私、働きます!
私は今、役所に来ている。
並んでいる人のすくない列の最後尾について20分、受付の女性---青い髪というちょっと慣れない色に驚きを隠せない---は内巻きのロングヘアーでメガネをかけた綺麗な人だった。
私はおしゃれの参考というか勉強がてらフンフン、と頷きがてらチェックしていると、
「あの~ジッと見られると流石にチョッと…」
と、頬を微かに朱に染めて言うところは大人っぽさとギャップがあってかわいらしい。
「あ、ごめんなさい。キレイだったからつい。」
と答えれば、顔がますます赤くなる。
コホン、と一息入れて
「本日はどのようなご用件でしょうか?」
とポーカーフェイスを装うが、顔の赤みが引ききっていないので台無しである。
「あの、先日こちらで保護を受けたリデルと申しますけど…」
「リデルさん、リデルさんっと。ああ、"渡来人"!?失礼しました。確認いたしました。生活費の追加支給でしょうか?」
驚きをわずかで鎮めてお姉さんが対応してくれる。
「いえ、先日こちらで仕事の斡旋もしていただけるということだったのでお願いに参りました。」
「ええ、確かにお手伝いさせていただいております。やはり冒険者がお望みでしょうか?それでしたらたらい回しのようで申し訳ないのですが冒険者ギルドへと赴いて頂くことになりますが…」
「いえっ、私、料理人になりたいんです!」
「は?」
「え?」
「あ、いえ。申し訳ありません。今まで"渡来人"の方の多くが冒険者になることをお望みになられましたのでつい。リデル様は調理に関する技能を御持ちなのですか?」
「い、いえ。特にそういうわけではないのですが。」
私はシュンとしてしまう。あまり料理をする機会はなかったのだ。
とは言え、ろくに料理もしたことのない者を雇ってくれるところなどないのだろう。
「そうなりますと、下働きからとなりまして、該当する職場は1件、町中の食堂「ひだまり」での調理補助のみですね。」
うつむきがちだった私は「そうそう都合のいいことがあるわけないよねー」と暗い影を背負っていたので1テンポ遅れて反応することになった。

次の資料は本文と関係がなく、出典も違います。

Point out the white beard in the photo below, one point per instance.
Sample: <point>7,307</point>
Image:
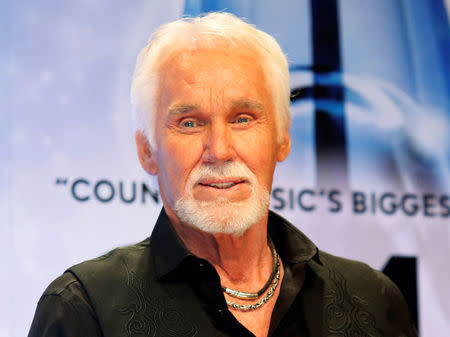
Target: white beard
<point>222,215</point>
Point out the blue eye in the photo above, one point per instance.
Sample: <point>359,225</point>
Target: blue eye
<point>189,124</point>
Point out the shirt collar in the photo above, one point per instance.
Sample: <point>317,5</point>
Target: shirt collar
<point>169,251</point>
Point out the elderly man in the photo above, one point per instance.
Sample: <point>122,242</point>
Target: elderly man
<point>211,103</point>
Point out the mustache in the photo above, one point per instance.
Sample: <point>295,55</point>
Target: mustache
<point>227,170</point>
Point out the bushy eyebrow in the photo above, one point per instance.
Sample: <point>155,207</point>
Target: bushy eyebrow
<point>181,109</point>
<point>248,104</point>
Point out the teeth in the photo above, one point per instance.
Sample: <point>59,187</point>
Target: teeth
<point>222,185</point>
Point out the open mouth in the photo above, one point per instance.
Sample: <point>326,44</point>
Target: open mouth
<point>221,185</point>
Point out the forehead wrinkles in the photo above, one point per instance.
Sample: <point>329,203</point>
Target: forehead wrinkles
<point>216,74</point>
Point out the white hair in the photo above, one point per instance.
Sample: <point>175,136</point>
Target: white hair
<point>206,32</point>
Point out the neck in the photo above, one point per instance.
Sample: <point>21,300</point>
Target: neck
<point>244,261</point>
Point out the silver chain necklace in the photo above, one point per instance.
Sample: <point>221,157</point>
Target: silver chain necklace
<point>273,281</point>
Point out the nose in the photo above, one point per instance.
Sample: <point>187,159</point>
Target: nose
<point>218,144</point>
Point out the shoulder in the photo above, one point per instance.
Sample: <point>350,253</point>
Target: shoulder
<point>64,309</point>
<point>127,255</point>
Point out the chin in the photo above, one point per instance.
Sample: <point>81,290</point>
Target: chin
<point>223,216</point>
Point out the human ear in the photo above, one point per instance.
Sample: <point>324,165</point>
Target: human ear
<point>145,154</point>
<point>284,147</point>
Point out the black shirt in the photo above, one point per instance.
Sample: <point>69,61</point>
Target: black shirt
<point>65,308</point>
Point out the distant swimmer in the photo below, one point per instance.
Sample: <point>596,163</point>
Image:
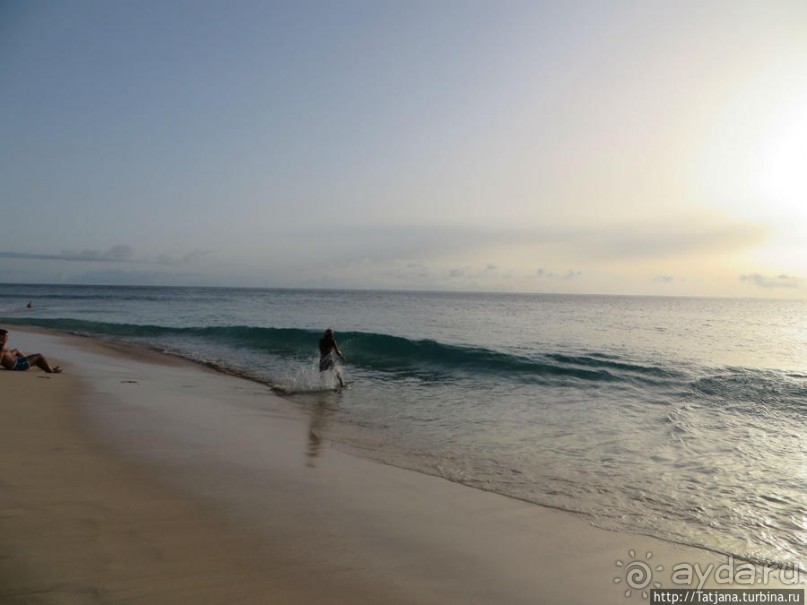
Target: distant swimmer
<point>13,359</point>
<point>327,348</point>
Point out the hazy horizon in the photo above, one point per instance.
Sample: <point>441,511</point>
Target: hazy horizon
<point>622,147</point>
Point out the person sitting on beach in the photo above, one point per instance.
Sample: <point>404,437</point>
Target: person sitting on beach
<point>327,347</point>
<point>14,359</point>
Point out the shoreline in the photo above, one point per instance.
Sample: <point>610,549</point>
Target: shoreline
<point>235,464</point>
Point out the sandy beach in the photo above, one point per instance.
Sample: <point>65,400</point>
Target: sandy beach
<point>136,477</point>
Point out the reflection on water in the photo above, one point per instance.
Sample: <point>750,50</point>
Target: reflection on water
<point>321,408</point>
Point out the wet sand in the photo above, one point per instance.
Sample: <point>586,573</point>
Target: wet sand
<point>139,478</point>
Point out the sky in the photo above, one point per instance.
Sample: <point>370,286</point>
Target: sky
<point>604,147</point>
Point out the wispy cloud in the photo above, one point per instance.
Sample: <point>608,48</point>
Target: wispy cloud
<point>118,253</point>
<point>776,281</point>
<point>570,274</point>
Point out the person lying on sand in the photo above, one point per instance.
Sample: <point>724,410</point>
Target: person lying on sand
<point>14,359</point>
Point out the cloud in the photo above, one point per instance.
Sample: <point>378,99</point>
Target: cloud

「え?あったんですか!?いきます!私そこで働きます!」
手を挙げてピョンピョンするんじゃ~とばかりにとび跳ねている私を
お姉さんはもちろん、周りの人も暖かい目で見ていた。
「よ、よろしくお願いします」
少し落ち着いて恥はしくなった私は俯きがちにそういい、職場への推薦状を受け取り、ペコっと頭を下げるとそそくさと役所を後にしたのだった。